Barker, Clive – Imajica 01 – The Fifth Dominion. Part 8

“How well do you know him?”

“Who? Tick Raw?” The placid features were momentarily confounded. Then Pie said, “He has. . . a certain reputation, shall we say? They’ll find him for certain. There isn’t a sewer in the Dominions he’ll be able to hide his head in.”

“Why should you care?”

“Keep your voice down.”

“Answer the question,” Gentle replied, dropping his volume as he spoke.

“He was a Maestro, Gentle. He called himself an evocator, but it amounts to the same thing: he had power.”

“Then why was he living in the middle of a shithole like Vanaeph?”

“Not everybody cares about wealth and women, Gentle.
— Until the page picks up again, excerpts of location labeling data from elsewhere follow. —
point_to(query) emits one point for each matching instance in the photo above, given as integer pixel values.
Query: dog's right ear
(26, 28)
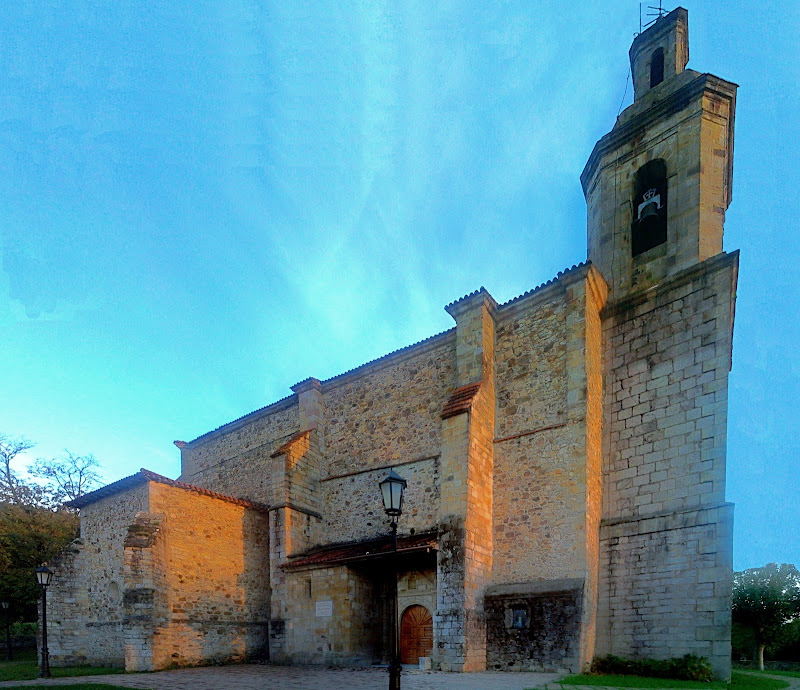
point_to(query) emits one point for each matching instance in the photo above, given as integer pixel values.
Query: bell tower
(658, 185)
Some souls have higher ambition.”

“Such as?”

“Wisdom. Remember why we came on this journey? To understand. That’s a fine ambition.” Pie looked at Gentle, making eye-to-eye contact for the first time since the episode on the platform. “Your ambition, my friend. You and Tick Raw had a lot in common.”

“And he knew it?”

“Oh, yes. . ..”

“Is that why he was so riled when I wouldn’t sit down and talk with him?”

“I’d say so.”

“Shit!” “Hammeryock and Farrow must have taken us for spies, come to wheedle out plots laid against the Autarch.”

“But Tick Raw saw the truth.”

“He did. He was once a great man, Gentle. At least. . . that was the rumor. Now I suppose he’s dead or being tortured. Which is grim news for us.”

“You think he’ll name us?”

“Who knows? Maestros have ways of protecting themselves from torture, but even the strongest man can break under the right kind of pressure.”

“Are you saying we’ve got the Autarch on our tails?”

“I think we’d know it if we had. We’ve come a long way from Vanaeph. The trail’s probably cold by now.”

“And maybe they didn’t arrest Tick, eh? Maybe he escaped.”

“They still caught Hammeryock and the Pontiff. I think we can assume they’ve got a hair-by-hair description of us.”

Gentle laid his head back against the seat. “Shit,” he said. “We’re not making many friends, are we?”

“All the more reason that we don’t lose each other,” the mystif replied. The shadows of passing bamboo flickered on its face, but it looked at him unblinking. “Whatever harm you believe I may have done you, now or in the past, I apologize for it. I’d never wish you any hurt, Gentle. Please believe that. Not the slightest.”

“I know,” Gentle murmured, “and I’m sorry too, truly.”

“Shall we agree to postpone our argument until the only opponents we’ve got left in the Imajica are each other?”

“That may be a very long time.”

“AH the better.”

Gentle laughed. “Agreed,” he said, leaning forward and taking the mystif s hand. “We’ve seen some amazing sights together, haven’t we?”

“Indeed we have.”

“Back there in Mai-ke I was losing my sense of how marvelous all this is.”

“We’ve got a lot more wonders to see.”

“Just promise me one thing?” “Ask it.”

“Don’t eat raw fish in eyeshot of me again. It’s more than a man can take.”

From the yearning way that Hairstone Banty had described L’Himby, Gentle had been expecting some kind of Khat-mandu—a city of temples, pilgrims, and free dope. Perhaps it had been that way once, in Banty’s long-lost youth. But when, a few minutes after night had fallen, Gentle and Pie stepped off the train, it was not into an atmosphere of spiritual calm. There were soldiers at the station gates, most of them standing idle, smoking and talking, but a few casting their eyes over the disembarking passengers. As luck had it, however, another train had arrived at an adjacent platform minutes before, and the gateway was choked with passengers, many hugging their life’s belongings. It wasn’t difficult for Pie and Gentle to dig their way through to the densest part of the crowd and pass unnoticed through the turnstiles and out of the station.

There were many more troops in the wide lamplit streets, their presence no less disturbing for the air of lassitude that hung about them. The uncommissioned ranks wore a drab gray, but the officers wore white, which suited the subtropical night. All were conspicuously armed. Gentle made certain not to study either men or weaponry too closely for fear of attracting unwelcome attention, but it was clear from even a furtive glance that both the armaments and the vehicles parked in every other alleyway were of the same elaborately intimidating design as he’d seen in Beatrix. The warlords of Yzordderrex were clearly past masters in the crafts of death, their technology several generations beyond that of the locomotive that had brought the travelers here.